Dari segi analisis sastra, puisi menggunakan bahasa yang sederhana dan struktur yang
lugas untuk menyampaikan pesannya. Penggunaan pertanyaan retoris dan pengulangan puisi
tersebut menekankan tema sentral puisi tentang korupsi. Penggambaran puisi juga efektif dalam
menyampaikan pesan, karena mengibaratkan korupsi dengan jamaah.
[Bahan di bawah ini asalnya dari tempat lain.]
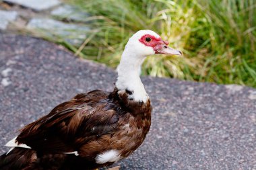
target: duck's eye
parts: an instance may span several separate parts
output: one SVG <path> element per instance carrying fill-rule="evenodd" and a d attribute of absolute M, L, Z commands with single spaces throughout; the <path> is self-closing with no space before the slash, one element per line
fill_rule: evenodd
<path fill-rule="evenodd" d="M 146 42 L 150 42 L 150 41 L 151 41 L 151 38 L 149 38 L 149 37 L 147 37 L 147 38 L 146 38 Z"/>

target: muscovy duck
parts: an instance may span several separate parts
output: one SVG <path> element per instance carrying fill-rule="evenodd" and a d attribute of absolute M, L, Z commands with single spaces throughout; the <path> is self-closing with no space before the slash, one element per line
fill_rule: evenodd
<path fill-rule="evenodd" d="M 181 55 L 151 30 L 129 40 L 112 92 L 77 95 L 26 125 L 6 144 L 0 169 L 95 169 L 127 157 L 144 140 L 151 124 L 150 97 L 139 77 L 146 57 Z"/>

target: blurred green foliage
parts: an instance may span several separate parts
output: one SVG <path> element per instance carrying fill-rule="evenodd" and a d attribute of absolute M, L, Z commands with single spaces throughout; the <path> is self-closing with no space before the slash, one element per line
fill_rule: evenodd
<path fill-rule="evenodd" d="M 256 1 L 71 0 L 90 13 L 77 54 L 115 67 L 129 38 L 158 33 L 179 57 L 149 56 L 143 75 L 256 87 Z"/>

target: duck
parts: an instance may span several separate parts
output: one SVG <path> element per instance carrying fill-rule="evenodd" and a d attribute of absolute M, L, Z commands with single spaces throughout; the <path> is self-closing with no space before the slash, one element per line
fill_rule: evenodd
<path fill-rule="evenodd" d="M 76 95 L 20 130 L 0 169 L 97 169 L 127 157 L 143 142 L 152 107 L 140 79 L 150 55 L 181 55 L 152 30 L 128 40 L 113 91 Z"/>

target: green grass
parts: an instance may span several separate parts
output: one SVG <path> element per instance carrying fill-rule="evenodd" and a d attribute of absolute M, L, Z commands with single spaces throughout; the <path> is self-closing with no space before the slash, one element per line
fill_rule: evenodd
<path fill-rule="evenodd" d="M 115 67 L 129 37 L 152 30 L 184 56 L 149 56 L 143 75 L 256 87 L 256 1 L 67 2 L 92 15 L 89 38 L 71 48 L 81 56 Z"/>

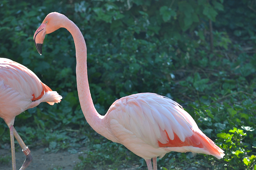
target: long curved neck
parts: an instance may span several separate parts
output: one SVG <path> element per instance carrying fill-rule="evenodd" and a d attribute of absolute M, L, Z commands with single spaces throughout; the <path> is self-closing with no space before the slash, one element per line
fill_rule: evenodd
<path fill-rule="evenodd" d="M 86 121 L 98 133 L 102 134 L 106 128 L 102 119 L 94 107 L 88 82 L 87 49 L 84 39 L 78 28 L 67 18 L 63 27 L 71 34 L 76 47 L 76 82 L 80 105 Z M 105 130 L 106 130 L 106 129 Z"/>

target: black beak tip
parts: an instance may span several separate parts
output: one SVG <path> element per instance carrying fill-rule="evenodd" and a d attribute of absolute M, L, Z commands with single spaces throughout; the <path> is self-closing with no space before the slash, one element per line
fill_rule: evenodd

Secara keseluruhan, "Jamaah Korupsi" adalah puisi yang kuat yang menyoroti bahaya
korupsi dan pentingnya membela kebenaran. Pesan puisi tersebut relevan tidak hanya di
Indonesia, di mana korupsi merupakan masalah besar, namun juga di belahan dunia lain di mana
korupsi merupakan masalah kemasyarakatan.
BAB III

PENUTUP

Simpulan

Puisi merupakan suatu karya sastra yang terdiri atas kata-kata indah dan bermakna
sebagai hasil pemikiran penyairnya. Untuk mengapresiasi puisi “Jamaah korupsi” karya Tengsoe
Tjahjono kelompok kami menggunakan beberapa analisis. Dalam analisis latar terdapat kondisi
sosial dan politik di Indonesia yang dilakukan secara berjamaah. Pada puisi ini penyair atau
penulis menggunakan kata ganti orang kedua tunggal dan jamak. Terdapat beberapa majas yang
digunakan untuk menggambarkan fenomena korupsi dan menyampaikan kritik sosial. Dalam
Puisi “Jamaah Korupsi” karya Tengsoe Tjahjono memiliki tujuh bait dan dua puluh empat baris.
Baris dalam bait puisi tersebut belum konsisten, karena pada setiap bait terdiri dari baris yang
berbeda-beda, diantaranya terdiri dari empat baris, tiga baris, bahkan hanya 2 baris saja.
Kemudian, tipografi yang digunakan adalah tipografi yang sederhana dan mudah dibaca. Puisi
tersebut ditulis dengan menggunakan satu jenis huruf yang sama, yaitu huruf sans-serif. Dalam
puisi ini juga terdapat beberapa enjambemen yang dapat memberikan efek yang menarik pada
puisi. Dan yang terakhir, puisi ini memiliki makna yang dapat digunakan sebagai pengingat
bahwa korupsi adalah masalah masyarakat yang mempengaruhi semua orang dan merupakan
tanggung jawab setiap orang untuk melawannya.
DAFTAR PUSTAKA

http://digilib.unila.ac.id/1010/7/BAB%20I.pdf

http://repository.unissula.ac.id/10116/6/BAB%20I.pdf

https://www.kemdikbud.go.id/main/blog/2021/03/kemendikbud-luncurkan-merdeka-belajar-
kedelapan-smk-pusat-keunggulan

https://www.kemdikbud.go.id/main/blog/2020/07/kemendikbud-luncurkan

https://repository.uinjkt.ac.id/dspace/bitstream/123456789/24668/3/ETY%20FITRIYAH-
FITK.pdf

https://repository.uir.ac.id/4211/4/bab1.pdf

https://repository.uinjkt.ac.id/dspace/bitstream/123456789/24668/3/ETY%20FITRIYAH-
FITK.pdf
LAMPIRAN

Jamaah Korupsi

Karya : Tengsoe Tjahjono (2020)

jika korupsi bisa berjamaah


lalu siapa yang menjadi imam
siapa pula yang kalian sembah

pasti Tuhan kalian ubah jadi uang


malaikat-malaikat kalian ganti jadi kesempatan
dan surga hanya ada di rumah-rumah mewah
di kolam renang yang kau aliri air darah

oh, betapa kalian sederhanakan hidup


menjadi singkat dan kering
menjadi pendek dan sepi
menjadi barbar dan liar

jika korupsi berjamaah


bukankah tak beda dengan sampah
berserak di jalan, dikumpulkan, lalu dibakar

pasti Tuhan kalian tinggalkan di rumah ibadat


nabi-nabi terpinggirkan di halaman kitab suci
dan neraka hanya kisah fiktif yang kalian tertawakan
Sambil menghitung jumlah aset di bank dan rekening siluman

oh, betapa kalian nafikan jalan terang


kau singkirkan kaum miskin
kau lupakan kaum papa
kau bunuh akal sehat

korupsi memang asyik


namun lebih asyik jika kalian terusir dari negeri ini.